Research
Deception Cues and Robotic Agents
This was a small study that I conducted along with fellow student Wesley Miller, in which 25 participants were asked to rate three different agents - a human, a robot, and a text-based interface - in terms of their trustworthiness in reporting on the details of an external event. The results of the study indicate that participants were able to identify deception cues - traits that people exhibit when speaking untruthfully - the most successfully in interacting with the human agent. Additionally, the robotic agent was rated to be the most trustworthy of the agents involved, even in cases in which it reported events falsely.
Foreground Segmentation
For a final project in the Computer Vision course, I worked with another graduate student, Emma Turetsky, to implement an adaptive approach to background-foreground segmentation using a weighted clustering technique. The resulting program separates an incoming video feed into background and foreground layers in real time, marking the background region in black for demonstration purposes.
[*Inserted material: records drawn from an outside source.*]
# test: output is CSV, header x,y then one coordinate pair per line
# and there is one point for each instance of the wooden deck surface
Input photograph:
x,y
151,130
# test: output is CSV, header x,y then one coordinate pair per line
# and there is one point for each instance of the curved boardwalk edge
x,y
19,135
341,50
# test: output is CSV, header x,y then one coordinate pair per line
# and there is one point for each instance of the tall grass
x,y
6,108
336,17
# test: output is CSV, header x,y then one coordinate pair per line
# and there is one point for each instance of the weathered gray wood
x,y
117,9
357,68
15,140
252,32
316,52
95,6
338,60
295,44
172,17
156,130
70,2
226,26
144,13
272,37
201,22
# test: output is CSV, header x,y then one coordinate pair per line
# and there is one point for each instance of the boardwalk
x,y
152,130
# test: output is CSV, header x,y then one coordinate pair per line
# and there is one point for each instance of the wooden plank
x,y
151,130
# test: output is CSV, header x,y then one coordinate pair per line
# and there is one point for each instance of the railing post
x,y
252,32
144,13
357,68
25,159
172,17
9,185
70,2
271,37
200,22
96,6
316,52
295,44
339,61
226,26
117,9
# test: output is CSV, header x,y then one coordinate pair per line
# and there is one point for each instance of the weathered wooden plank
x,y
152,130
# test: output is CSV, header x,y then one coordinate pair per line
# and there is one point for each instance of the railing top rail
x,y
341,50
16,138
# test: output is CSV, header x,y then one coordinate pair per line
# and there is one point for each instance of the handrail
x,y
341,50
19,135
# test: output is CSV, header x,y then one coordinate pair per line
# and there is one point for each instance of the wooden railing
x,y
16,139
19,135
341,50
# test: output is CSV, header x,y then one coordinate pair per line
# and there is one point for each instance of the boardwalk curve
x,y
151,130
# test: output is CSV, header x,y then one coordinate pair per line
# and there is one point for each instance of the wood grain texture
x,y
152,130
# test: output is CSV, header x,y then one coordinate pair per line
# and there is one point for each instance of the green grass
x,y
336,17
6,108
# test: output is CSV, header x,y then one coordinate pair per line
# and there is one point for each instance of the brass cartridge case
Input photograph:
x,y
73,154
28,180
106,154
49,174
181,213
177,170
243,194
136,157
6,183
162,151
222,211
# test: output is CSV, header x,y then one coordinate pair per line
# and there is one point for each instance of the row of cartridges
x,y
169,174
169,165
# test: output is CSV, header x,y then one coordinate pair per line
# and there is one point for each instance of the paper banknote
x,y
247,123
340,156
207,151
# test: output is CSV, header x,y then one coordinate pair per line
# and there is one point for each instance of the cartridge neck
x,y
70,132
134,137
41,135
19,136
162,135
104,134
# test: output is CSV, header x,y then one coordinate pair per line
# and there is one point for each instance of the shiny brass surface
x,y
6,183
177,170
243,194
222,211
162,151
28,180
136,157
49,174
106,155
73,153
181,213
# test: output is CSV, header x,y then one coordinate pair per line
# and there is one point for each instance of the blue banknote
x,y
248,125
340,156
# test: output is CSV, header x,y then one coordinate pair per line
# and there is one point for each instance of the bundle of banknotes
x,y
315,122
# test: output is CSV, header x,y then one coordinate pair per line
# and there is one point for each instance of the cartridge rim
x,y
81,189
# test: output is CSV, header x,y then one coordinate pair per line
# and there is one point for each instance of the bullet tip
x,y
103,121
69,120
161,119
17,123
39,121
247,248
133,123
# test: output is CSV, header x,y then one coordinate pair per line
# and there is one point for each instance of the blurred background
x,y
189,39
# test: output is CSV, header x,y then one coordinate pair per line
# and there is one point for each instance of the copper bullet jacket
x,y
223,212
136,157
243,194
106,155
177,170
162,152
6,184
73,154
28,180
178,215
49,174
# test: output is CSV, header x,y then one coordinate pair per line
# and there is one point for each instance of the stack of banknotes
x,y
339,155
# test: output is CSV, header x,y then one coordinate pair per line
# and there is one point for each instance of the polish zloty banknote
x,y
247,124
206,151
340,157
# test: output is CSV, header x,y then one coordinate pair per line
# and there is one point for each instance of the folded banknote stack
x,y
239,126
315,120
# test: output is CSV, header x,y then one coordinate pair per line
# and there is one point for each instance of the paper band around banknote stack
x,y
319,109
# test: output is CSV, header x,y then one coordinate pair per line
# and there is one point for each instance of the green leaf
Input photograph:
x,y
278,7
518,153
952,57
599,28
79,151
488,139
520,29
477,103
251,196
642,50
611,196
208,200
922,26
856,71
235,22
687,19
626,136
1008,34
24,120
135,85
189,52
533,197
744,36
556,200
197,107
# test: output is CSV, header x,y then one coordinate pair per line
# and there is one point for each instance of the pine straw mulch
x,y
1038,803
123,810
This was designed to work even for a low-end video capture peripheral such as a webcam, and has been parallelized for efficiency on multi-core platforms.
19th Century Literature Genre Map
Based on raw texts and other domain-specific information provided by English student Catherine DeRose, I wrote a small set of scripts which output a parsed set of annotations giving location names, frequency of occurrence, map coordinates, and associated literary genres in JSON format. This file can then be loaded into a separate web-based utility that I created using the d3 and Polymaps JavaScript libraries, which overlays this data onto an interactive map. The end result is a map which shows locations from 55 different 19th century novels, filterable based on literary genre and otherwise capable of drilling down into the underlying data using the provided interface functionality.
Spam Classification
This was a solo project meant to compare three machine learning implementations - a naive Bayes network, a logistic regressor, and a multilayer neural network - in the task of classifying input e-mail messages as either spam or ham (legitimate mail). This required the design and construction of each of these types of classifier as well as processing and formatting for a set of over 1000 e-mail messages for the systems to work with. The results showed that the naive Bayes approach was generally weaker than the other classifiers working on the unretouched data set, but did marginally better when the data was separated into 'early' and 'late' sets based on timestamp, suggesting that this classifier may be more resistant to changes in spam content over time as compared to the other two.